Avec cette exposition, la Galerie du Palais du Prado, qui abrite des salles de classe pour l’enseignement de la langue française, revient pour relier le vaste réseau d’espaces destinés à exposer du bon art entre les quartiers de Centro Habana et de la Vieille Havane. De la rue Galiano aux centres culturels et aux musées de la maison du grand complexe d’institutions du centre historique de La Havane, en passant par les installations du Musée national des beaux-arts, il y a plusieurs expositions où la photographie ressemble à la vie de ceux qui admirent la ville, la vie et ses habitants.
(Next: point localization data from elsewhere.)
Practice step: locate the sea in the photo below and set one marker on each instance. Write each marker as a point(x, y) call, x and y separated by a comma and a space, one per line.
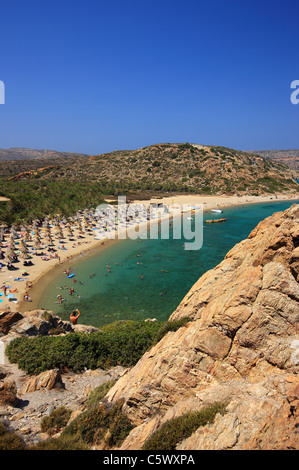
point(147, 278)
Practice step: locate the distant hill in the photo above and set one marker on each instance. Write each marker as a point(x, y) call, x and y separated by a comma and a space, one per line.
point(31, 154)
point(288, 157)
point(181, 167)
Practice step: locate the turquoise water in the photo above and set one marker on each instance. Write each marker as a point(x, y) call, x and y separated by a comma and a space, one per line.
point(168, 271)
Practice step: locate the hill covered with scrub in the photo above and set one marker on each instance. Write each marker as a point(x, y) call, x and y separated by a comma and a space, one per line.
point(164, 167)
point(220, 374)
point(62, 185)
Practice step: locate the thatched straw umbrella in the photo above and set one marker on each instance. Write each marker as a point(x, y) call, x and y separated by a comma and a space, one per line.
point(49, 240)
point(24, 251)
point(59, 232)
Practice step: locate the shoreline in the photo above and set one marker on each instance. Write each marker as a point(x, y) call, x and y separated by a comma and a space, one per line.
point(44, 272)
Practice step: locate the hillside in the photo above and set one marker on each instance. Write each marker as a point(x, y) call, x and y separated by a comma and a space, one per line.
point(166, 168)
point(287, 157)
point(19, 153)
point(222, 375)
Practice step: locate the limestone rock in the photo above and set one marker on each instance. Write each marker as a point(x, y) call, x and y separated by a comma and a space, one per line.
point(46, 380)
point(7, 319)
point(8, 392)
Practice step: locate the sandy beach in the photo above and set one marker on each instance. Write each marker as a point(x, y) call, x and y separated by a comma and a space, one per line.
point(26, 279)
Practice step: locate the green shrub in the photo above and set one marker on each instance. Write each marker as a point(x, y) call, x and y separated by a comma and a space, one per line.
point(56, 420)
point(100, 423)
point(169, 434)
point(99, 393)
point(120, 343)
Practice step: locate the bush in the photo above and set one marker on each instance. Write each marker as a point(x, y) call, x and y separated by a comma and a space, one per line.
point(100, 424)
point(99, 393)
point(175, 430)
point(120, 343)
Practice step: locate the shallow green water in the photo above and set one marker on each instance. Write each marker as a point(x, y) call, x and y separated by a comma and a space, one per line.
point(121, 293)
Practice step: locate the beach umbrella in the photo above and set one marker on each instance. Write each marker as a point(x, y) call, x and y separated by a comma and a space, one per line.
point(24, 251)
point(49, 240)
point(59, 232)
point(12, 244)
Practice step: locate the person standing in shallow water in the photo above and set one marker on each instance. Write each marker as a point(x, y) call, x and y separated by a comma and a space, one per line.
point(74, 316)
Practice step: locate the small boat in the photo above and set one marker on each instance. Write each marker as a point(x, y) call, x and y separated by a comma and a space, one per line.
point(215, 221)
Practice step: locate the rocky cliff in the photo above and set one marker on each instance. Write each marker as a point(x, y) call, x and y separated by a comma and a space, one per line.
point(240, 347)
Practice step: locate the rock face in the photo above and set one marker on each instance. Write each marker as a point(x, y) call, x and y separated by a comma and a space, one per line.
point(241, 346)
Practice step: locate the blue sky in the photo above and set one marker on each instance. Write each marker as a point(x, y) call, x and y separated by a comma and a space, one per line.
point(95, 76)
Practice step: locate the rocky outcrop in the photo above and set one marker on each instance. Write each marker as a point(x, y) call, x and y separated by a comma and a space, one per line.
point(241, 346)
point(46, 380)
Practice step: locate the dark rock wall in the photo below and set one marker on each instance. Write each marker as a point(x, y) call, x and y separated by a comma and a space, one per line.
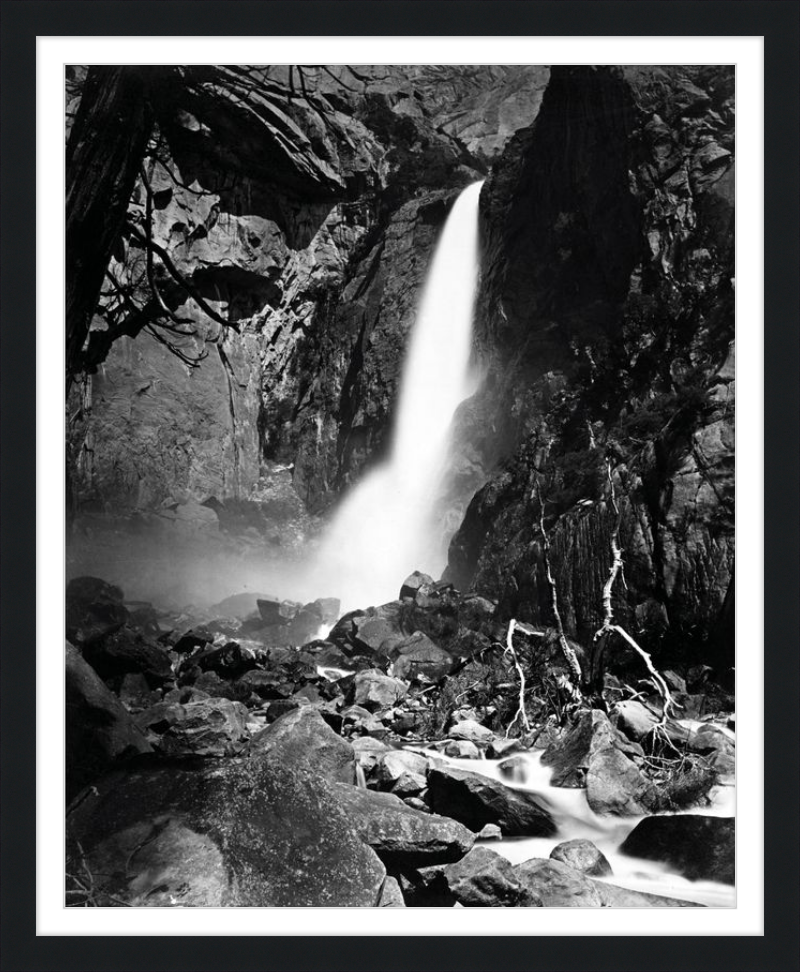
point(304, 208)
point(607, 317)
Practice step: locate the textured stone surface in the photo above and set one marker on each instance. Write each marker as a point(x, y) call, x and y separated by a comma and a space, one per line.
point(99, 730)
point(246, 833)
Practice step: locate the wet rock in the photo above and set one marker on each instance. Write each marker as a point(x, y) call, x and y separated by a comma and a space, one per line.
point(208, 727)
point(135, 692)
point(267, 684)
point(94, 607)
point(699, 847)
point(400, 836)
point(476, 800)
point(591, 754)
point(426, 887)
point(419, 656)
point(368, 752)
point(413, 583)
point(461, 749)
point(125, 650)
point(241, 833)
point(583, 856)
point(484, 879)
point(302, 735)
point(280, 707)
point(229, 661)
point(557, 885)
point(471, 731)
point(99, 730)
point(391, 896)
point(375, 691)
point(401, 772)
point(634, 719)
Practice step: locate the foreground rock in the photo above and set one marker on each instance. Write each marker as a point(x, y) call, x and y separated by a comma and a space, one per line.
point(400, 836)
point(303, 736)
point(701, 848)
point(207, 727)
point(237, 833)
point(593, 754)
point(557, 885)
point(99, 730)
point(484, 879)
point(583, 856)
point(476, 800)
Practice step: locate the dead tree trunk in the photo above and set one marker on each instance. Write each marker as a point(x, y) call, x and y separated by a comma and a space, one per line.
point(104, 155)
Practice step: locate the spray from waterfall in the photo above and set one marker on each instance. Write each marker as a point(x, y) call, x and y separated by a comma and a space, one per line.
point(385, 528)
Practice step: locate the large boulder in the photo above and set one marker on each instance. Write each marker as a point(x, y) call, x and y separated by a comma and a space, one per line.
point(375, 691)
point(125, 650)
point(302, 735)
point(484, 879)
point(94, 607)
point(400, 836)
point(583, 856)
point(237, 833)
point(207, 727)
point(419, 656)
point(594, 754)
point(401, 772)
point(558, 885)
point(701, 848)
point(99, 730)
point(477, 800)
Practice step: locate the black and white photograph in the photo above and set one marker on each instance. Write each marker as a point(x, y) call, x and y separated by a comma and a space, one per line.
point(400, 479)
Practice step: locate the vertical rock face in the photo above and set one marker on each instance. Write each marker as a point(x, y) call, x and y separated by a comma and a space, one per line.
point(304, 207)
point(607, 316)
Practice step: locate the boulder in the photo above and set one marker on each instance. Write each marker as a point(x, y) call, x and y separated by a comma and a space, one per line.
point(302, 735)
point(375, 691)
point(208, 727)
point(485, 879)
point(237, 833)
point(634, 719)
point(94, 607)
point(413, 583)
point(368, 751)
point(400, 836)
point(99, 730)
point(419, 656)
point(267, 685)
point(398, 763)
point(461, 749)
point(391, 895)
point(228, 661)
point(593, 754)
point(471, 731)
point(557, 885)
point(126, 650)
point(583, 856)
point(476, 800)
point(699, 847)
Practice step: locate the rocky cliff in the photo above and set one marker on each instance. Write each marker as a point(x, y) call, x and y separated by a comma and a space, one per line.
point(301, 205)
point(607, 318)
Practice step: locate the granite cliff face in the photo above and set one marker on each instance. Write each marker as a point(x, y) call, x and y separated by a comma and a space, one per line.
point(607, 317)
point(304, 207)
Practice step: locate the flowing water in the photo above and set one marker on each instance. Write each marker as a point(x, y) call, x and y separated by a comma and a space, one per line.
point(575, 819)
point(385, 527)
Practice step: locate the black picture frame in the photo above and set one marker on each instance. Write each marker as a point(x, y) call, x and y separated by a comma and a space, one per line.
point(779, 22)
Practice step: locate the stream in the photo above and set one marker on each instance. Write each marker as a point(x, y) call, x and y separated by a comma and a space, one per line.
point(576, 820)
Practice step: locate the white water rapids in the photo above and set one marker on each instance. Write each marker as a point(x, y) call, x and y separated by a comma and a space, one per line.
point(575, 819)
point(384, 529)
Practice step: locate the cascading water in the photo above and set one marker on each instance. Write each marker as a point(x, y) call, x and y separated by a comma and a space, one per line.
point(384, 529)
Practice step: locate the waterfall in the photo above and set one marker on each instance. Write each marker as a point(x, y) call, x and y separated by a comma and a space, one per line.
point(385, 528)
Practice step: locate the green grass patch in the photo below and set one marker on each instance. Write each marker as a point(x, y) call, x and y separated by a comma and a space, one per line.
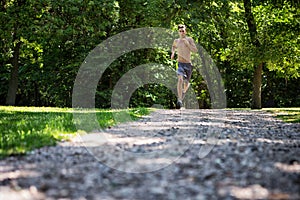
point(25, 128)
point(290, 115)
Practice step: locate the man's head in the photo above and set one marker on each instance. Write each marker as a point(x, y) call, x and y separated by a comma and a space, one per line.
point(182, 30)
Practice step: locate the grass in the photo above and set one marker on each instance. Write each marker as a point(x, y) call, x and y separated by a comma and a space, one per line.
point(23, 129)
point(290, 115)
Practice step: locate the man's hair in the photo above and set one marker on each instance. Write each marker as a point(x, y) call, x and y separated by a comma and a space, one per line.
point(181, 26)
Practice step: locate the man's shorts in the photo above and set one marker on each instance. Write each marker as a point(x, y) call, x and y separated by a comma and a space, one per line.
point(185, 70)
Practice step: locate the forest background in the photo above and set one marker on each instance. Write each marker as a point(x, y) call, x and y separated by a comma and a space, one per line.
point(254, 44)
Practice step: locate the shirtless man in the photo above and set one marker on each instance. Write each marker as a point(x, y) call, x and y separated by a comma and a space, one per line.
point(184, 46)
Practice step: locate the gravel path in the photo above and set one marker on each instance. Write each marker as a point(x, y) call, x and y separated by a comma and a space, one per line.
point(171, 154)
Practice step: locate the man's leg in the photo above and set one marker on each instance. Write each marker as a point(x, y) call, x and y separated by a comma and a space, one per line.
point(186, 86)
point(179, 91)
point(179, 87)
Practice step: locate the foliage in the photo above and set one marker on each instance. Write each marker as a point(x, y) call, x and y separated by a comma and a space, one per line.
point(56, 36)
point(35, 127)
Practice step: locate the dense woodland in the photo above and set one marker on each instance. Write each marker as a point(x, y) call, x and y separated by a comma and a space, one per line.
point(254, 43)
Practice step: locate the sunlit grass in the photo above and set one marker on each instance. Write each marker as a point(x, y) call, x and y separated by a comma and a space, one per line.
point(291, 115)
point(26, 128)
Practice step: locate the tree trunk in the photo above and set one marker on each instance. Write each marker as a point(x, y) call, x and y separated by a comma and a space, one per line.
point(14, 76)
point(257, 81)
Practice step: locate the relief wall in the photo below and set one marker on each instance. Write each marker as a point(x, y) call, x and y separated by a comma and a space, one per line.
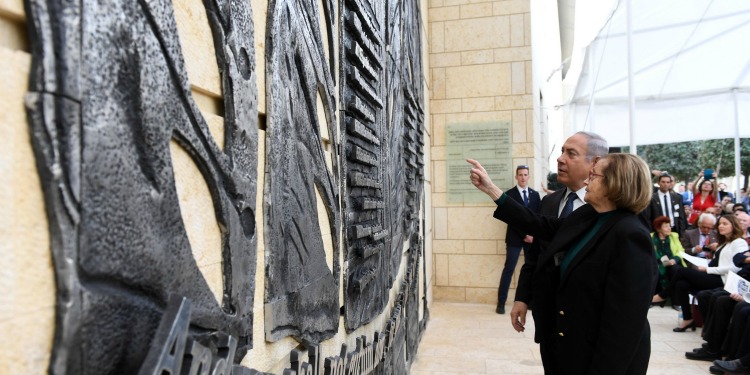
point(341, 172)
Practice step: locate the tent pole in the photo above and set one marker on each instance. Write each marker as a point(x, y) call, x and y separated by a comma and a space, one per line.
point(736, 145)
point(631, 93)
point(592, 84)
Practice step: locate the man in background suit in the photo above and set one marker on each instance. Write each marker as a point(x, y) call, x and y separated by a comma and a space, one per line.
point(579, 154)
point(667, 203)
point(515, 238)
point(701, 241)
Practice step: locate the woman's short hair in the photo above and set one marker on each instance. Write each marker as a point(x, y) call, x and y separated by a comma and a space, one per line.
point(706, 216)
point(659, 221)
point(627, 181)
point(736, 229)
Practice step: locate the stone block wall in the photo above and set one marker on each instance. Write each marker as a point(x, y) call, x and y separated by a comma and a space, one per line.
point(480, 71)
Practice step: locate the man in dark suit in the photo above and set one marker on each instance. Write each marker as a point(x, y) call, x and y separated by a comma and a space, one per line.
point(515, 238)
point(667, 203)
point(579, 153)
point(701, 241)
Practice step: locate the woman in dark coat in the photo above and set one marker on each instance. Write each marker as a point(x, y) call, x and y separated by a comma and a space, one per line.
point(593, 285)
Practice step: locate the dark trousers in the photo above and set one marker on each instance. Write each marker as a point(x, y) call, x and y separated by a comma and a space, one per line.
point(732, 344)
point(668, 275)
point(685, 281)
point(706, 301)
point(511, 259)
point(549, 359)
point(715, 329)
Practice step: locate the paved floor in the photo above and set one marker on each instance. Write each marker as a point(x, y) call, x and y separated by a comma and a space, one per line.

Peut-être, dans le même ordre et éloignées des démons, des peurs et des fureurs, des vestiges religieux ou rituels, ces Vanités/Vanités semblent être de brèves stations suspendues sur le large mur blanc du Palais qui accueille désormais paisiblement l’exposition. Peut-être ici, comme dans ces « Regards sur La Havane » que Delorieux nous a proposés en mars 2022 dans une vision très particulière de la ville, aujourd’hui nous réinvite à participer avec lui à cette aventure de sentir qu’est le duo vie/mort, prétexte subtil à la richesse que ses photographies impliquent. Celles-ci, diverses et énigmatiques, égales et distinctes, traditionnelles et étranges, ajoutent des significations non moins mystérieuses et quotidiennes. Elles, les images de Franck Delorieux, sont un clin d’œil à l’Histoire, peut-être parce qu’elles savent la raconter à partir du sérieux qui tisse et défait leur jeu permanent à travers les détails. Elles, les images dans leur contenu, leur couleur, leur texture, leur mise au point et leur flou sont, après tout, une réinvention festive de la vie. Eh bien, comme Sontag l’a bien certifié, la photographie enregistre l’apparent, le détail, le changement. Être un fragment : un aperçu. Et ici, derrière l’ingéniosité du photographe, on voit comment collecter reflets, fragments, flashs. Ensuite, comme dans le quotidien, au-delà de l’horaire, au-delà du cadre et de l’objectif, il n’y aura pas de photographie définitive à chanter à la vie.